Further, cryonics (virtually by definition) is a procedure used only 
when the patient has exhausted all other available options.  In current 
practice the patient is suspended after legal death: the fear that the 
treatment might prove worse than the disease is absent.  Of course, 
suspension of the terminally ill patient somewhat before legal death has 
significant advantages.  For example, a patient suffering from a brain 
tumour might view suspension following the obliteration of his brain as 
significantly less desirable than suspension prior to such obliteration, 
even if the suspension occurred at a point in time when the patient was 
legally "alive."

In such a case, it is inappropriate to disregard or override the 
patient's own wishes.  To quote the American College of Physicians 
Ethics Manual, "Each patient is a free agent entitled to full 
explanation and full decision-making authority with regard to his 
medical care.  John Stuart Mill expressed it as:  'Over himself, his own 
body and mind, the individual is sovereign.'  The legal counterpart of 
patient autonomy is self-determination.  Both principles deny legitimacy 
to paternalism by stating unequivocally that, in the last analysis, the 
patient determines what is right for him."  "If the [terminally ill] 
patient is a mentally competent adult, he has the legal right to accept 
or refuse any form of treatment, and his wishes must be recognized and 
honored by his physician."[92]

If clinical trials cannot provide us with an answer, are there any other 
methods of evaluating the proposal?  Can we do more than say that (a) 
cryonic suspension can do no harm (in keeping with the Hippocratic 
oath), and (b) it has some difficult-to-define chance of doing good?

Failure Criteria

Trying to prove something false is often the simplest method of 
clarifying exactly what is required to make it true.  A consideration of 
the information theoretic criterion of death makes it clear that, from a 
technical point of view (ignoring various non-technical issues) there 
are two and only two ways in which cryonics can fail[ft. 10].

Cryonics will fail if:

(1)     Information theoretic death occurs prior to reaching liquid 
        nitrogen temperature[ft. 11].

(2)     Repair technology that is feasible in principle is never developed 
        and applied in practice, even after the passage of centuries.

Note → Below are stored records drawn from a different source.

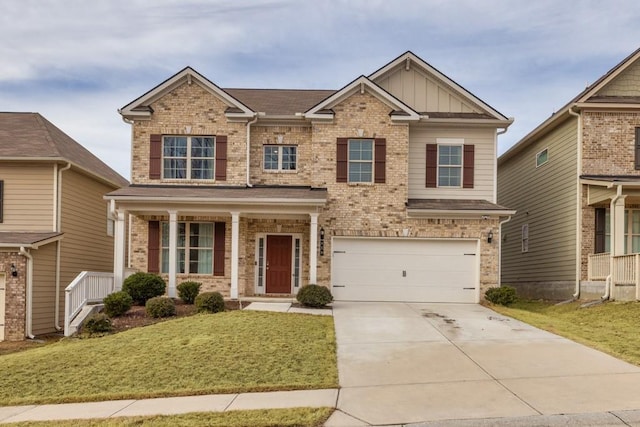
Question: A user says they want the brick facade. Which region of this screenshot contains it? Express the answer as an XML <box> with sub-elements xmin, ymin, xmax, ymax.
<box><xmin>124</xmin><ymin>78</ymin><xmax>500</xmax><ymax>302</ymax></box>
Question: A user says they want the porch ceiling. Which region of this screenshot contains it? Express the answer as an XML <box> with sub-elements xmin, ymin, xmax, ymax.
<box><xmin>105</xmin><ymin>185</ymin><xmax>327</xmax><ymax>216</ymax></box>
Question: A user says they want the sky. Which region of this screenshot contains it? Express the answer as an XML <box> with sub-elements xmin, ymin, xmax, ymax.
<box><xmin>0</xmin><ymin>0</ymin><xmax>640</xmax><ymax>179</ymax></box>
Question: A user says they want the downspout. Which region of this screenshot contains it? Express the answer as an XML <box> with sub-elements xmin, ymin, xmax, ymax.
<box><xmin>600</xmin><ymin>185</ymin><xmax>622</xmax><ymax>301</ymax></box>
<box><xmin>567</xmin><ymin>106</ymin><xmax>582</xmax><ymax>300</ymax></box>
<box><xmin>20</xmin><ymin>246</ymin><xmax>35</xmax><ymax>339</ymax></box>
<box><xmin>247</xmin><ymin>113</ymin><xmax>260</xmax><ymax>187</ymax></box>
<box><xmin>498</xmin><ymin>216</ymin><xmax>511</xmax><ymax>287</ymax></box>
<box><xmin>54</xmin><ymin>162</ymin><xmax>71</xmax><ymax>331</ymax></box>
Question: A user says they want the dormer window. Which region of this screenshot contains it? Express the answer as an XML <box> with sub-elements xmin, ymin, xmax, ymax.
<box><xmin>162</xmin><ymin>136</ymin><xmax>215</xmax><ymax>179</ymax></box>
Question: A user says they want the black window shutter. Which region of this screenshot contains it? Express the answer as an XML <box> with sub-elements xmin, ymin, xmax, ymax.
<box><xmin>594</xmin><ymin>208</ymin><xmax>607</xmax><ymax>254</ymax></box>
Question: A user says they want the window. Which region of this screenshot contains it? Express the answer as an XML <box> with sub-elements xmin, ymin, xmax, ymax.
<box><xmin>438</xmin><ymin>144</ymin><xmax>462</xmax><ymax>187</ymax></box>
<box><xmin>162</xmin><ymin>136</ymin><xmax>215</xmax><ymax>179</ymax></box>
<box><xmin>161</xmin><ymin>222</ymin><xmax>214</xmax><ymax>274</ymax></box>
<box><xmin>264</xmin><ymin>145</ymin><xmax>298</xmax><ymax>171</ymax></box>
<box><xmin>348</xmin><ymin>139</ymin><xmax>373</xmax><ymax>182</ymax></box>
<box><xmin>536</xmin><ymin>148</ymin><xmax>549</xmax><ymax>167</ymax></box>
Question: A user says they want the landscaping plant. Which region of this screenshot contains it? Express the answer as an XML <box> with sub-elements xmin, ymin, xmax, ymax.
<box><xmin>102</xmin><ymin>291</ymin><xmax>133</xmax><ymax>317</ymax></box>
<box><xmin>178</xmin><ymin>282</ymin><xmax>202</xmax><ymax>304</ymax></box>
<box><xmin>144</xmin><ymin>297</ymin><xmax>176</xmax><ymax>318</ymax></box>
<box><xmin>296</xmin><ymin>285</ymin><xmax>333</xmax><ymax>307</ymax></box>
<box><xmin>122</xmin><ymin>273</ymin><xmax>167</xmax><ymax>305</ymax></box>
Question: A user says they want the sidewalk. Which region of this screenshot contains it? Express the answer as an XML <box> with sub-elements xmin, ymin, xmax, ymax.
<box><xmin>0</xmin><ymin>389</ymin><xmax>338</xmax><ymax>424</ymax></box>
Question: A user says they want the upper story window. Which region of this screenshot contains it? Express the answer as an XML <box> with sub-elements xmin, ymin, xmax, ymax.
<box><xmin>263</xmin><ymin>145</ymin><xmax>298</xmax><ymax>171</ymax></box>
<box><xmin>536</xmin><ymin>148</ymin><xmax>549</xmax><ymax>167</ymax></box>
<box><xmin>426</xmin><ymin>138</ymin><xmax>475</xmax><ymax>188</ymax></box>
<box><xmin>349</xmin><ymin>139</ymin><xmax>373</xmax><ymax>182</ymax></box>
<box><xmin>438</xmin><ymin>145</ymin><xmax>462</xmax><ymax>187</ymax></box>
<box><xmin>162</xmin><ymin>136</ymin><xmax>215</xmax><ymax>179</ymax></box>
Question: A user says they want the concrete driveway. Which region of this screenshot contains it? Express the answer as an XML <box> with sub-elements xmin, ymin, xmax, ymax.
<box><xmin>326</xmin><ymin>302</ymin><xmax>640</xmax><ymax>426</ymax></box>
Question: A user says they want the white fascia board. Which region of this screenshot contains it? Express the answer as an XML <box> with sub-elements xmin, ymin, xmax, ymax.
<box><xmin>369</xmin><ymin>51</ymin><xmax>506</xmax><ymax>120</ymax></box>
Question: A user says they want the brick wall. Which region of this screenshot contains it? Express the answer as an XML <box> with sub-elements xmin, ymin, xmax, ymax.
<box><xmin>0</xmin><ymin>252</ymin><xmax>27</xmax><ymax>341</ymax></box>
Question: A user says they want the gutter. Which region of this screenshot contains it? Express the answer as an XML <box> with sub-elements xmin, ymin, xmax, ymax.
<box><xmin>20</xmin><ymin>246</ymin><xmax>35</xmax><ymax>339</ymax></box>
<box><xmin>54</xmin><ymin>162</ymin><xmax>71</xmax><ymax>331</ymax></box>
<box><xmin>247</xmin><ymin>113</ymin><xmax>265</xmax><ymax>187</ymax></box>
<box><xmin>567</xmin><ymin>106</ymin><xmax>584</xmax><ymax>300</ymax></box>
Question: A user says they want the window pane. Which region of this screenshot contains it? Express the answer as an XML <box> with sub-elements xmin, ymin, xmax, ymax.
<box><xmin>282</xmin><ymin>147</ymin><xmax>297</xmax><ymax>170</ymax></box>
<box><xmin>264</xmin><ymin>146</ymin><xmax>278</xmax><ymax>170</ymax></box>
<box><xmin>191</xmin><ymin>159</ymin><xmax>213</xmax><ymax>179</ymax></box>
<box><xmin>438</xmin><ymin>145</ymin><xmax>462</xmax><ymax>166</ymax></box>
<box><xmin>438</xmin><ymin>167</ymin><xmax>461</xmax><ymax>187</ymax></box>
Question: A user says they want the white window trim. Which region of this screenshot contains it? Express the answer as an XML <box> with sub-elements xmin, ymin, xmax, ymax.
<box><xmin>160</xmin><ymin>221</ymin><xmax>216</xmax><ymax>277</ymax></box>
<box><xmin>254</xmin><ymin>233</ymin><xmax>304</xmax><ymax>295</ymax></box>
<box><xmin>521</xmin><ymin>224</ymin><xmax>529</xmax><ymax>253</ymax></box>
<box><xmin>347</xmin><ymin>138</ymin><xmax>376</xmax><ymax>185</ymax></box>
<box><xmin>262</xmin><ymin>144</ymin><xmax>299</xmax><ymax>173</ymax></box>
<box><xmin>161</xmin><ymin>135</ymin><xmax>217</xmax><ymax>182</ymax></box>
<box><xmin>536</xmin><ymin>147</ymin><xmax>549</xmax><ymax>169</ymax></box>
<box><xmin>436</xmin><ymin>138</ymin><xmax>464</xmax><ymax>188</ymax></box>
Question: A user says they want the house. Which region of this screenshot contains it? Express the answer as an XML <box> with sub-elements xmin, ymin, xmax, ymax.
<box><xmin>498</xmin><ymin>50</ymin><xmax>640</xmax><ymax>300</ymax></box>
<box><xmin>105</xmin><ymin>52</ymin><xmax>513</xmax><ymax>303</ymax></box>
<box><xmin>0</xmin><ymin>113</ymin><xmax>128</xmax><ymax>341</ymax></box>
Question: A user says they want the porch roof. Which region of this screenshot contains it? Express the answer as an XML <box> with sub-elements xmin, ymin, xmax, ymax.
<box><xmin>0</xmin><ymin>231</ymin><xmax>63</xmax><ymax>249</ymax></box>
<box><xmin>407</xmin><ymin>199</ymin><xmax>516</xmax><ymax>216</ymax></box>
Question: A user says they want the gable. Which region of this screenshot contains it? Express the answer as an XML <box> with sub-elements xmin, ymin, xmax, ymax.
<box><xmin>595</xmin><ymin>60</ymin><xmax>640</xmax><ymax>97</ymax></box>
<box><xmin>374</xmin><ymin>66</ymin><xmax>484</xmax><ymax>114</ymax></box>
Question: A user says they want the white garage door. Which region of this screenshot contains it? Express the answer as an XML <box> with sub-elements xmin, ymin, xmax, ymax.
<box><xmin>331</xmin><ymin>238</ymin><xmax>478</xmax><ymax>303</ymax></box>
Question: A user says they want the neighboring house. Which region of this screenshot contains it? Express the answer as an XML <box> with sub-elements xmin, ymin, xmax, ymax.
<box><xmin>106</xmin><ymin>52</ymin><xmax>513</xmax><ymax>303</ymax></box>
<box><xmin>498</xmin><ymin>50</ymin><xmax>640</xmax><ymax>299</ymax></box>
<box><xmin>0</xmin><ymin>113</ymin><xmax>128</xmax><ymax>341</ymax></box>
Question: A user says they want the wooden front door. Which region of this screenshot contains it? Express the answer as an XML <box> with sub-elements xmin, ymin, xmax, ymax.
<box><xmin>266</xmin><ymin>236</ymin><xmax>292</xmax><ymax>294</ymax></box>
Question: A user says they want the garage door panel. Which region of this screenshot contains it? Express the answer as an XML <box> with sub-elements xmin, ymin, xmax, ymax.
<box><xmin>332</xmin><ymin>238</ymin><xmax>477</xmax><ymax>302</ymax></box>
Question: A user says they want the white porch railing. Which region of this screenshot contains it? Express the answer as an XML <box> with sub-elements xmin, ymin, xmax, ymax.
<box><xmin>588</xmin><ymin>252</ymin><xmax>611</xmax><ymax>280</ymax></box>
<box><xmin>613</xmin><ymin>254</ymin><xmax>640</xmax><ymax>285</ymax></box>
<box><xmin>64</xmin><ymin>271</ymin><xmax>114</xmax><ymax>336</ymax></box>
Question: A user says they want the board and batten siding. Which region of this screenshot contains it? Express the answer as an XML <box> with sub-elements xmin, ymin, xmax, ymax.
<box><xmin>409</xmin><ymin>126</ymin><xmax>496</xmax><ymax>201</ymax></box>
<box><xmin>60</xmin><ymin>169</ymin><xmax>114</xmax><ymax>322</ymax></box>
<box><xmin>31</xmin><ymin>243</ymin><xmax>56</xmax><ymax>335</ymax></box>
<box><xmin>0</xmin><ymin>161</ymin><xmax>54</xmax><ymax>231</ymax></box>
<box><xmin>498</xmin><ymin>118</ymin><xmax>578</xmax><ymax>285</ymax></box>
<box><xmin>375</xmin><ymin>65</ymin><xmax>483</xmax><ymax>113</ymax></box>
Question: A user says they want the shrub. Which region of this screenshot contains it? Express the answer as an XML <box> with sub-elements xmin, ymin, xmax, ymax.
<box><xmin>296</xmin><ymin>285</ymin><xmax>333</xmax><ymax>307</ymax></box>
<box><xmin>102</xmin><ymin>291</ymin><xmax>133</xmax><ymax>317</ymax></box>
<box><xmin>484</xmin><ymin>286</ymin><xmax>517</xmax><ymax>305</ymax></box>
<box><xmin>82</xmin><ymin>313</ymin><xmax>112</xmax><ymax>334</ymax></box>
<box><xmin>144</xmin><ymin>297</ymin><xmax>176</xmax><ymax>318</ymax></box>
<box><xmin>195</xmin><ymin>292</ymin><xmax>224</xmax><ymax>313</ymax></box>
<box><xmin>122</xmin><ymin>273</ymin><xmax>167</xmax><ymax>305</ymax></box>
<box><xmin>178</xmin><ymin>282</ymin><xmax>202</xmax><ymax>304</ymax></box>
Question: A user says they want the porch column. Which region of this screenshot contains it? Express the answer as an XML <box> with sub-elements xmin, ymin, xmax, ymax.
<box><xmin>167</xmin><ymin>211</ymin><xmax>178</xmax><ymax>298</ymax></box>
<box><xmin>309</xmin><ymin>213</ymin><xmax>318</xmax><ymax>285</ymax></box>
<box><xmin>611</xmin><ymin>195</ymin><xmax>627</xmax><ymax>256</ymax></box>
<box><xmin>231</xmin><ymin>212</ymin><xmax>240</xmax><ymax>299</ymax></box>
<box><xmin>113</xmin><ymin>211</ymin><xmax>127</xmax><ymax>291</ymax></box>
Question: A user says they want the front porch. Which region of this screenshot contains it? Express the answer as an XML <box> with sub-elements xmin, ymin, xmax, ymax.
<box><xmin>107</xmin><ymin>186</ymin><xmax>326</xmax><ymax>299</ymax></box>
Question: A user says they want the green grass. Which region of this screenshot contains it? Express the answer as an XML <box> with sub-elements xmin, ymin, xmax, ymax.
<box><xmin>0</xmin><ymin>311</ymin><xmax>338</xmax><ymax>405</ymax></box>
<box><xmin>7</xmin><ymin>408</ymin><xmax>333</xmax><ymax>427</ymax></box>
<box><xmin>491</xmin><ymin>301</ymin><xmax>640</xmax><ymax>365</ymax></box>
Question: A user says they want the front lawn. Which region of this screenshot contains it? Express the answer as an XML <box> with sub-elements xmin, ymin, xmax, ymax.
<box><xmin>8</xmin><ymin>408</ymin><xmax>333</xmax><ymax>427</ymax></box>
<box><xmin>0</xmin><ymin>311</ymin><xmax>338</xmax><ymax>405</ymax></box>
<box><xmin>491</xmin><ymin>301</ymin><xmax>640</xmax><ymax>365</ymax></box>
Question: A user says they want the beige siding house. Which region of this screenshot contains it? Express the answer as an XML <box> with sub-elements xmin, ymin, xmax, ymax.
<box><xmin>498</xmin><ymin>47</ymin><xmax>640</xmax><ymax>299</ymax></box>
<box><xmin>0</xmin><ymin>113</ymin><xmax>128</xmax><ymax>340</ymax></box>
<box><xmin>106</xmin><ymin>52</ymin><xmax>513</xmax><ymax>303</ymax></box>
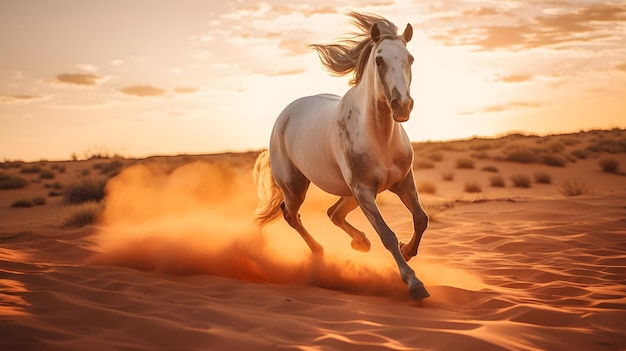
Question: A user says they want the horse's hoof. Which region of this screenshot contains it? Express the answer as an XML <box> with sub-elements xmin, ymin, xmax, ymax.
<box><xmin>409</xmin><ymin>284</ymin><xmax>430</xmax><ymax>300</ymax></box>
<box><xmin>398</xmin><ymin>241</ymin><xmax>413</xmax><ymax>262</ymax></box>
<box><xmin>350</xmin><ymin>238</ymin><xmax>372</xmax><ymax>252</ymax></box>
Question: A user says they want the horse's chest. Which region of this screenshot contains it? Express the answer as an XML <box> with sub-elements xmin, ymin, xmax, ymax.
<box><xmin>348</xmin><ymin>151</ymin><xmax>412</xmax><ymax>191</ymax></box>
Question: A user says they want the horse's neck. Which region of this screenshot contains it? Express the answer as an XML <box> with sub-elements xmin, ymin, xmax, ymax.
<box><xmin>353</xmin><ymin>72</ymin><xmax>397</xmax><ymax>145</ymax></box>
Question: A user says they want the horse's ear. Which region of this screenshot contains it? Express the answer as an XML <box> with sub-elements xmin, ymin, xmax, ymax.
<box><xmin>402</xmin><ymin>23</ymin><xmax>413</xmax><ymax>43</ymax></box>
<box><xmin>370</xmin><ymin>23</ymin><xmax>380</xmax><ymax>43</ymax></box>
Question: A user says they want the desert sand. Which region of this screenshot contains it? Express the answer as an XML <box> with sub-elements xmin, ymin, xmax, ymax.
<box><xmin>0</xmin><ymin>130</ymin><xmax>626</xmax><ymax>350</ymax></box>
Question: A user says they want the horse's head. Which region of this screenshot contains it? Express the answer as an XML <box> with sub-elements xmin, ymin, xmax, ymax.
<box><xmin>370</xmin><ymin>24</ymin><xmax>413</xmax><ymax>122</ymax></box>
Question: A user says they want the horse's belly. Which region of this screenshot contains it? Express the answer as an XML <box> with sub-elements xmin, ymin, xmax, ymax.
<box><xmin>305</xmin><ymin>168</ymin><xmax>352</xmax><ymax>196</ymax></box>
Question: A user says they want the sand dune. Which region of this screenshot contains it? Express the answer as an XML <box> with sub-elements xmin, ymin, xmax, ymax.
<box><xmin>0</xmin><ymin>131</ymin><xmax>626</xmax><ymax>350</ymax></box>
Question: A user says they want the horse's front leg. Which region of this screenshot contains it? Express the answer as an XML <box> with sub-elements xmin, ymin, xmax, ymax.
<box><xmin>354</xmin><ymin>187</ymin><xmax>430</xmax><ymax>299</ymax></box>
<box><xmin>389</xmin><ymin>170</ymin><xmax>428</xmax><ymax>261</ymax></box>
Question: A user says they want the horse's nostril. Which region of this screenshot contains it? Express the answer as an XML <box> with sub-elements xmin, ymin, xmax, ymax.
<box><xmin>391</xmin><ymin>99</ymin><xmax>400</xmax><ymax>110</ymax></box>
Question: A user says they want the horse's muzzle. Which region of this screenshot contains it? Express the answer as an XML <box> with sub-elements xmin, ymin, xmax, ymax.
<box><xmin>391</xmin><ymin>97</ymin><xmax>413</xmax><ymax>122</ymax></box>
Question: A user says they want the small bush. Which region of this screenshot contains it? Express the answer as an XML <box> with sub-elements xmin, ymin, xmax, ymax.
<box><xmin>93</xmin><ymin>160</ymin><xmax>124</xmax><ymax>176</ymax></box>
<box><xmin>456</xmin><ymin>158</ymin><xmax>474</xmax><ymax>169</ymax></box>
<box><xmin>598</xmin><ymin>157</ymin><xmax>619</xmax><ymax>173</ymax></box>
<box><xmin>64</xmin><ymin>178</ymin><xmax>106</xmax><ymax>204</ymax></box>
<box><xmin>572</xmin><ymin>150</ymin><xmax>589</xmax><ymax>160</ymax></box>
<box><xmin>535</xmin><ymin>172</ymin><xmax>552</xmax><ymax>184</ymax></box>
<box><xmin>417</xmin><ymin>181</ymin><xmax>437</xmax><ymax>194</ymax></box>
<box><xmin>0</xmin><ymin>161</ymin><xmax>22</xmax><ymax>169</ymax></box>
<box><xmin>63</xmin><ymin>202</ymin><xmax>103</xmax><ymax>227</ymax></box>
<box><xmin>481</xmin><ymin>166</ymin><xmax>498</xmax><ymax>173</ymax></box>
<box><xmin>39</xmin><ymin>169</ymin><xmax>54</xmax><ymax>179</ymax></box>
<box><xmin>504</xmin><ymin>146</ymin><xmax>539</xmax><ymax>163</ymax></box>
<box><xmin>11</xmin><ymin>196</ymin><xmax>46</xmax><ymax>207</ymax></box>
<box><xmin>426</xmin><ymin>151</ymin><xmax>443</xmax><ymax>162</ymax></box>
<box><xmin>489</xmin><ymin>175</ymin><xmax>506</xmax><ymax>188</ymax></box>
<box><xmin>0</xmin><ymin>173</ymin><xmax>28</xmax><ymax>189</ymax></box>
<box><xmin>464</xmin><ymin>182</ymin><xmax>483</xmax><ymax>193</ymax></box>
<box><xmin>50</xmin><ymin>163</ymin><xmax>65</xmax><ymax>173</ymax></box>
<box><xmin>561</xmin><ymin>179</ymin><xmax>591</xmax><ymax>196</ymax></box>
<box><xmin>543</xmin><ymin>155</ymin><xmax>566</xmax><ymax>167</ymax></box>
<box><xmin>470</xmin><ymin>152</ymin><xmax>490</xmax><ymax>160</ymax></box>
<box><xmin>20</xmin><ymin>166</ymin><xmax>41</xmax><ymax>174</ymax></box>
<box><xmin>511</xmin><ymin>174</ymin><xmax>531</xmax><ymax>188</ymax></box>
<box><xmin>441</xmin><ymin>172</ymin><xmax>454</xmax><ymax>182</ymax></box>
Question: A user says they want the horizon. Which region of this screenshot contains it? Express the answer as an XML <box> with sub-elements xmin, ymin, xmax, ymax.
<box><xmin>0</xmin><ymin>0</ymin><xmax>626</xmax><ymax>161</ymax></box>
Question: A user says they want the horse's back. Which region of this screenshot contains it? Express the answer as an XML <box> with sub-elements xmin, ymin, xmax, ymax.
<box><xmin>270</xmin><ymin>94</ymin><xmax>350</xmax><ymax>195</ymax></box>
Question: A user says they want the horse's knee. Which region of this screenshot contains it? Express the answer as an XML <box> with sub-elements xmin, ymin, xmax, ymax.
<box><xmin>413</xmin><ymin>211</ymin><xmax>430</xmax><ymax>233</ymax></box>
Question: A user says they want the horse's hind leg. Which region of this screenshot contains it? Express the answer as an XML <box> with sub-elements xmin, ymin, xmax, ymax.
<box><xmin>278</xmin><ymin>174</ymin><xmax>324</xmax><ymax>255</ymax></box>
<box><xmin>328</xmin><ymin>196</ymin><xmax>372</xmax><ymax>252</ymax></box>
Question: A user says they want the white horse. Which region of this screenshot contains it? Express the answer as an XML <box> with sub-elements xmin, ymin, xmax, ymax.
<box><xmin>254</xmin><ymin>13</ymin><xmax>429</xmax><ymax>299</ymax></box>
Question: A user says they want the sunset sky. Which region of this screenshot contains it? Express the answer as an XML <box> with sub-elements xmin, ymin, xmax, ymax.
<box><xmin>0</xmin><ymin>0</ymin><xmax>626</xmax><ymax>161</ymax></box>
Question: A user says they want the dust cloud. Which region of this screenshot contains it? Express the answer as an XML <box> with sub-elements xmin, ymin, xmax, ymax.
<box><xmin>92</xmin><ymin>160</ymin><xmax>406</xmax><ymax>296</ymax></box>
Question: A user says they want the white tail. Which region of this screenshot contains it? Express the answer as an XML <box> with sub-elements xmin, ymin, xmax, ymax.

The first failure criterion can only be considered against the 
background of current understanding of freezing damage, ischemic injury 
and mechanisms of memory and synaptic plasticity.  Whether or not memory 
and personality are destroyed in the information theoretic sense by 
freezing and the ischemic injury that might precede it can only be 
answered by considering both the physical nature of memory and the 
nature of the damage to which the brain is subjected before reaching the 
stability provided by storage in liquid nitrogen.  The following 
sections will therefore provide brief reviews of these subjects.

The second failure criterion is considered in the later sections on 
technical issues, which discuss in more detail how future technologies 
might be applied to the repair of frozen tissue.

As the reader will readily appreciate, the following reviews will 
consider only the most salient points that are of the greatest 
importance in determining overall feasibility.  They are necessarily too 
short to consider the topics in anything like full detail, but should 
provide sufficient information to give the reader an overview of the 
relevant issues.  References to further reading are provided 
throughout[ft. 12].


There is an extensive literature on the damage caused by both cooling 
and freezing to liquid nitrogen temperatures.  Some reviews are[5, 6, 
68, 70].  Scientific American had a recent and quite accessible 
article[57].  In this section, we briefly review the nature of such 
damage and consider whether it is likely to cause information theoretic 
death. Damage, per se, is not meaningful except to the extent that it 
obscures or obliterates the nature of the original structure.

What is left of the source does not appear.